Allow me to explain. The General Intercessions are to include prayers for the pope, the local bishop, and the dead, if not some other intentions as well. Moreover, there is a hierarchical order in these petitions which is to be followed. In the typical parish, however, none of this is observed. The one aspect of this which might be employed is the prayer for the dead at the end of the intercessions. Beyond that, nothing.

But it gets worse. What is done instead of what should be done is often downright appalling. The General Intercessions are turned into the "specific intercessions" which are premised in ways that will inevitably exclude the thinking of at least some of the members of the congregation. For example, I have heard petitions that baldy advocate for a "redistribution of the world's resources" on behalf of the poor by national and even world leaders. This is ill-advised, to say the least, because, instead of simply praying for the poor, we're being asked to pray that the poor be helped through particular means, which some (or most) may find to be impractical or even downright reprehensible. It's all quite enough at times to get me to mumble under my breath, "Lord, don't hear our prayer." I'm all for helping the poor, but not through the use of coercion. Leave Robin Hood in the story books.

I could pile on other stories, but they would be unnecessary to make this point: the General Intercessions are not a vehicle for cramming any one particular judgment down the throats of the people in the pews.

What to do about this problem?
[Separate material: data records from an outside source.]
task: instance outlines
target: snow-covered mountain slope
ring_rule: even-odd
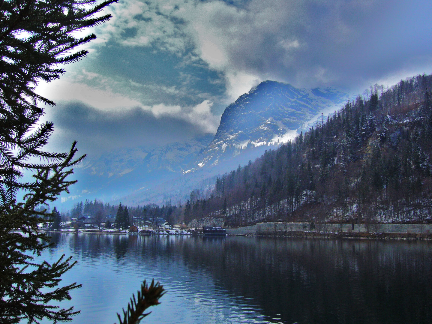
[[[64,206],[86,199],[116,200],[181,175],[202,152],[213,134],[175,142],[149,150],[137,147],[113,150],[89,156],[71,177],[78,180],[71,194],[62,197]]]
[[[262,82],[226,108],[214,138],[190,171],[214,166],[258,147],[286,142],[317,114],[347,98],[346,93],[333,88],[306,90]]]

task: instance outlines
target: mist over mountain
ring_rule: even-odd
[[[298,130],[347,98],[333,88],[305,90],[262,82],[226,108],[214,136],[152,149],[114,150],[87,159],[76,171],[78,184],[63,201],[97,198],[133,205],[184,201],[194,189],[211,190],[217,175],[293,138]]]
[[[86,159],[76,168],[78,183],[71,194],[62,197],[66,205],[75,200],[97,198],[116,200],[155,184],[172,179],[202,151],[213,137],[212,134],[157,146],[116,149]]]

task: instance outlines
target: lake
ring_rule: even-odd
[[[144,279],[167,293],[143,323],[432,323],[427,241],[52,233],[77,264],[73,323],[118,323]],[[46,322],[48,323],[48,322]]]

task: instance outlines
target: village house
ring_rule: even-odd
[[[172,228],[172,224],[168,222],[164,221],[158,223],[157,228],[161,229],[171,229]]]

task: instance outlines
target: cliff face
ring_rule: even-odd
[[[286,142],[302,125],[347,98],[331,88],[308,90],[262,82],[226,108],[214,138],[191,167],[215,165],[246,149]]]

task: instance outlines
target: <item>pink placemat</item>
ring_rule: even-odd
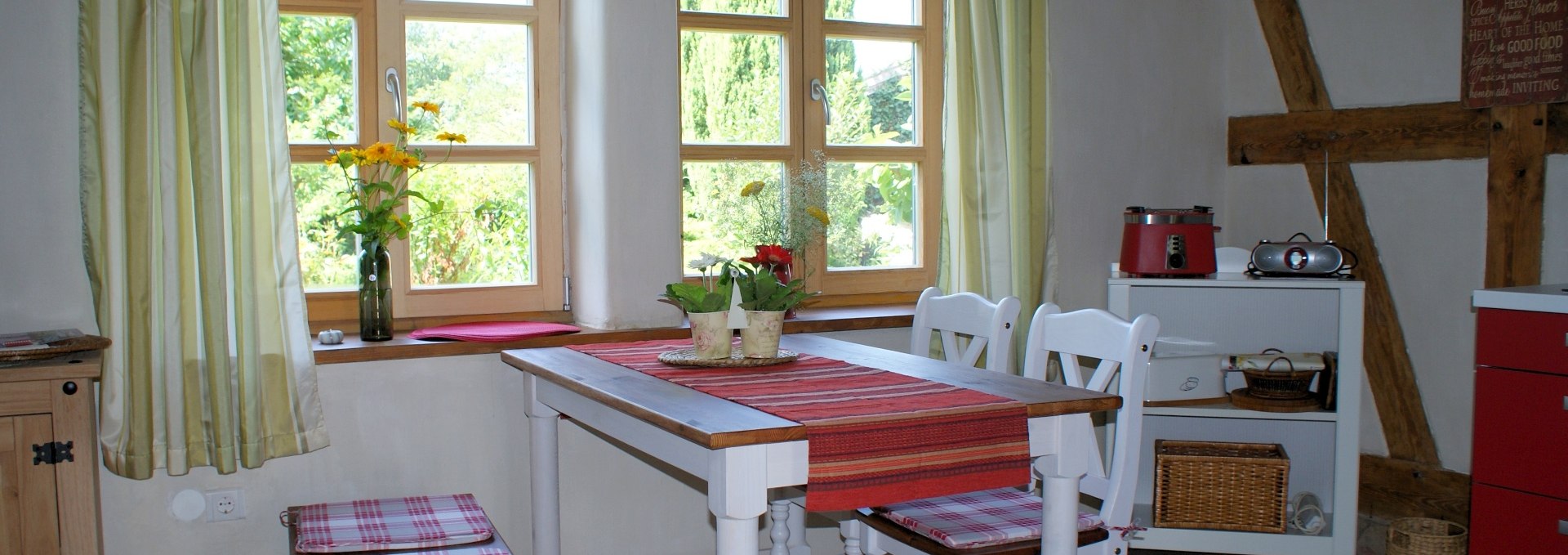
[[[474,494],[306,505],[295,527],[299,553],[458,546],[495,533]]]
[[[459,342],[503,343],[528,337],[574,334],[577,326],[554,321],[467,321],[414,329],[409,339],[450,339]]]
It is quite apparent that one could write guidelines ad infinitum, but this will do no good: Some will still use this liturgical moment to promote their own agenda--whatever ideological platform it may come from. I've often thought that the General Intercessions should simply be removed from the liturgy, and I still wouldn't be opposed to this. As one priest has pointed out to me, everything that's supposed to be in the General Intercessions is already in the Roman Canon.

A compromise, however, would be enough to get me to sit down and be quiet. Here's what I have in mind: a fixed formula (such as is used in many Anglican churches) which is based upon the form of the Intercessions of Good Friday, which use the form of the Western intercessory prayers from centuries ago. In fact, they've stood the test of time and always been there. (I will delete comments that try to sidetrack us onto the boring subject of the Good Friday prayer for the conversion of the Jews.)

The Intercessions of Good Friday are solemn, and not just because of the day on which they are said. Much of this solemnity comes from the form employed. This is a vast improvement over the banality which often reigns during the General Intercessions in typical liturgical praxis. Using a fixed form will have the benefits of making sure that all the right intercessions are there, that they are phrased in a way appropriate for a religious rather than a political function, that heightened language is used, and even that a sense of ritual prevails over arbitrariness. Of course, besides all of this, solemnity can be added by singing the intercessions.

And so, for the intention that this may be accomplished, I say, "Lord, hear our prayer."